C’est un projet fondé sur l’idée de réunir autour de moi des artistes, des musiciens liés directement ou indirectement à la scène électronique, recouvrant quatre décennies, au fond depuis que j’ai commencé à faire de la musique électronique moi-même. Au départ, il y a l’envie de collaborer avec certains artistes. J’ai eu la surprise de voir que tout le monde accepte mon invitation. J’ai donc composé en fonction de l’univers de chaque artiste tout en laissant suffisamment d’espace pour qu’ils puissent s’exprimer à leur tour. Je souhaitais marier nos ADN de la manière la plus équilibrée possible. Il ne s’agit pas de simples « featurings », derrière chaque collaboration il y a une raison en terme de musique, de son et en terme d’inspiration, c’est ce qui fait l’essence même d’Electronica


Electronica évoque l’histoire des musiques électroniques, quel regard portez-vous sur leur évolution ?

La force de la musique électronique est qu’elle est réellement sans frontières, sans barrières de genres car elle comprend chanson, variété, techno, dance…. La musique électronique est une véritable lutherie : on peut finalement tout exprimer à travers l’électronique de nos jours.


En quoi la musique électronique française est-elle différente ?

Je pense qu’en France nous venons d’une tradition de musique classique, ce qui est différent des racines africaines / blues / rock que l’on retrouve dans des pays comme l’Angleterre ou les États-Unis. Cela donne une autre approche, peut-être plus impressionniste.
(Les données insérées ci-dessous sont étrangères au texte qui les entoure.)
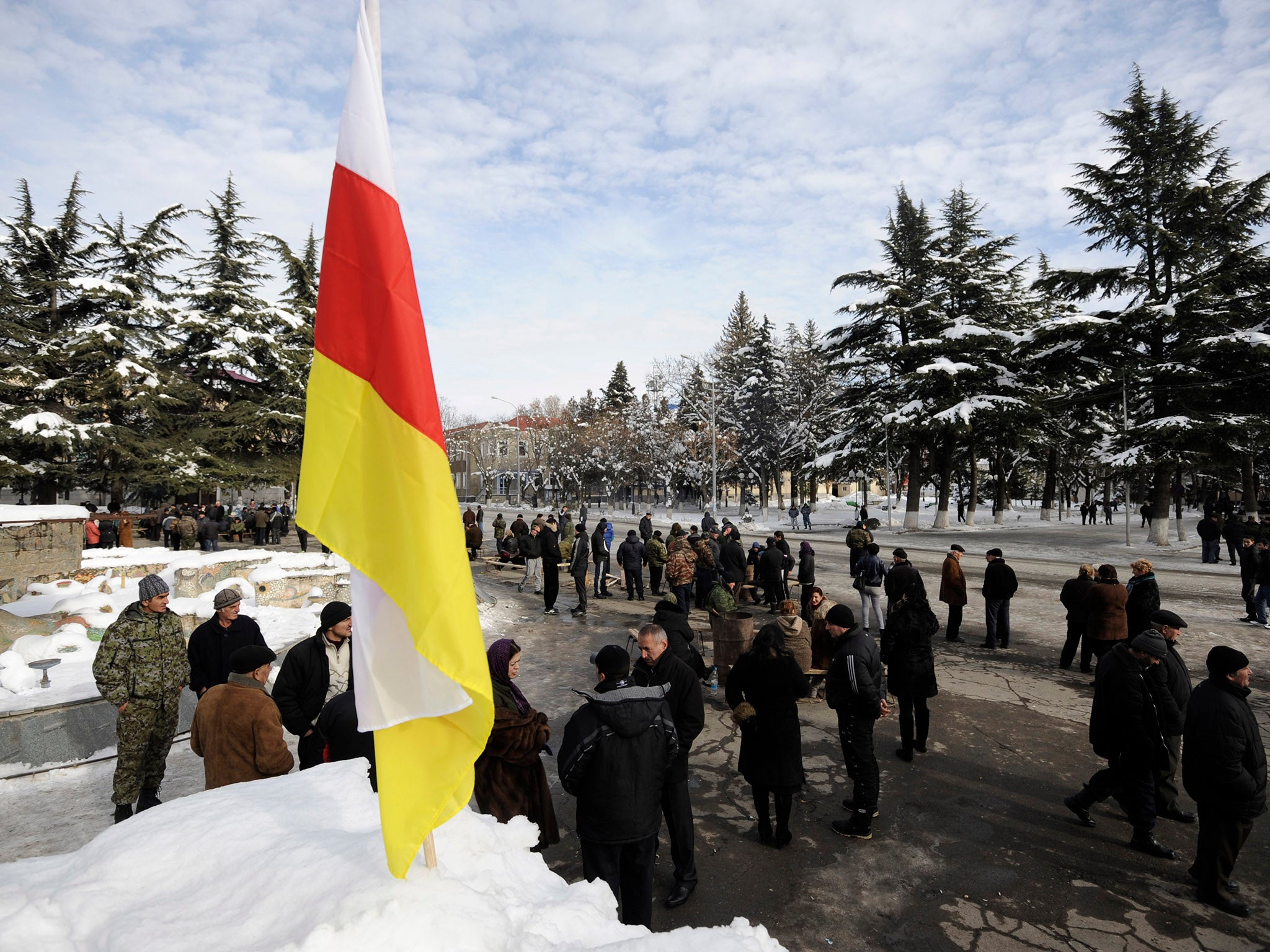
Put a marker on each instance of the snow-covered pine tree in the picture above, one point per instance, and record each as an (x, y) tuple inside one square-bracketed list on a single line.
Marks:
[(1170, 203), (41, 433), (619, 392), (883, 342), (293, 353), (226, 346)]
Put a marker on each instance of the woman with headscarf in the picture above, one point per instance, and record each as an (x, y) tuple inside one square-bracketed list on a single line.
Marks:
[(511, 780), (806, 570), (763, 689), (906, 649), (822, 643)]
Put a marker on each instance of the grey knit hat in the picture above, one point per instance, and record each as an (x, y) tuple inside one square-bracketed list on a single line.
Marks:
[(150, 587), (225, 598)]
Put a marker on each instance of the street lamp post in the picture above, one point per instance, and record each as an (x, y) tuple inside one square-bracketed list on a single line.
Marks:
[(520, 420)]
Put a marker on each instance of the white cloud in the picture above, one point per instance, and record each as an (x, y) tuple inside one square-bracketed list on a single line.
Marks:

On ressent votre envie profonde de revenir à la création, à l’artiste solitaire, n’avez-vous pas le sentiment qu’on vous fera toujours payer les millions d’albums vendus et les concerts démesurés ?

Je tiens à préciser que les grands concerts que j’ai faits ne sont pas venus de mon propre chef... J’ai créé quelque chose mais on me proposait avant tout des terrains de jeux exceptionnels tels que les Pyramides d’Egypte, la Skyline de Houston ou de la Défense… ce n’était pas moi en me levant le matin me disant : « Tiens je ferais bien les Pyramides cette année »… démesure peut-être mais pas mégalo… et je suis extrêmement fier d’avoir pu faire tout cela. Pour ce qui est de la création, je connais mon mode opératoire, et j’ai besoin de ces moments hors du temps, seul ou en tout petit comité pour créer.


“Démesure peut-être mais pas mégalo.”

Ces deux albums, c’est l’occasion de collaborations avec la vieille et la jeune génération, diriez-vous que lorsqu’on est en studio, la question des générations s’efface ?

Totalement. L’âme de l’artiste n’a pas d’âge.


L’évolution de la technologie permet-elle d’être plus créatif aujourd’hui ?

Les outils sont plus performants, plus abordables, plus précis, mais que ce soit en 2016 ou en 1976, c’est ce qu’on fait avec qui fait la différence. Par contre la technologie permet d’aller plus vite dans son processus créatif entre le moment où une idée vient et celui où elle est matérialisée.


Vous avez largement contribué à ce que la musique se démocratise et soit partout. N’avez-vous pas été dépassé puisque les fournisseurs de musique se font toujours plus d’argent sur le dos des créateurs ?

On peut se poser légitimement la question des grands acteurs du streaming qui ont des sociétés valorisées à des centaines de millions aujourd’hui et aux artistes en face qui ne reçoivent que quelques centimes d’euros chaque année…


Qu’est-ce qui attend le public lors des concerts de votre Electronica World Tour ?

VOYAGE. FUTURISME. NOSTALGIE.


On a presque oublié que vous avez écrit Les Paradis perdus et Les mots bleus pour Christophe. Des chansons intemporelles. Qu’est-ce qui fait qu’on écrit ou compose quelque chose qui réussit à être d’hier, d’aujourd’hui et de demain ?

Je ne sais pas comment rendre quelque chose intemporel puisque c’est la question, mais je sais que lorsque j’ai écrit cela, j’ai tout donné et suivi mon instinct.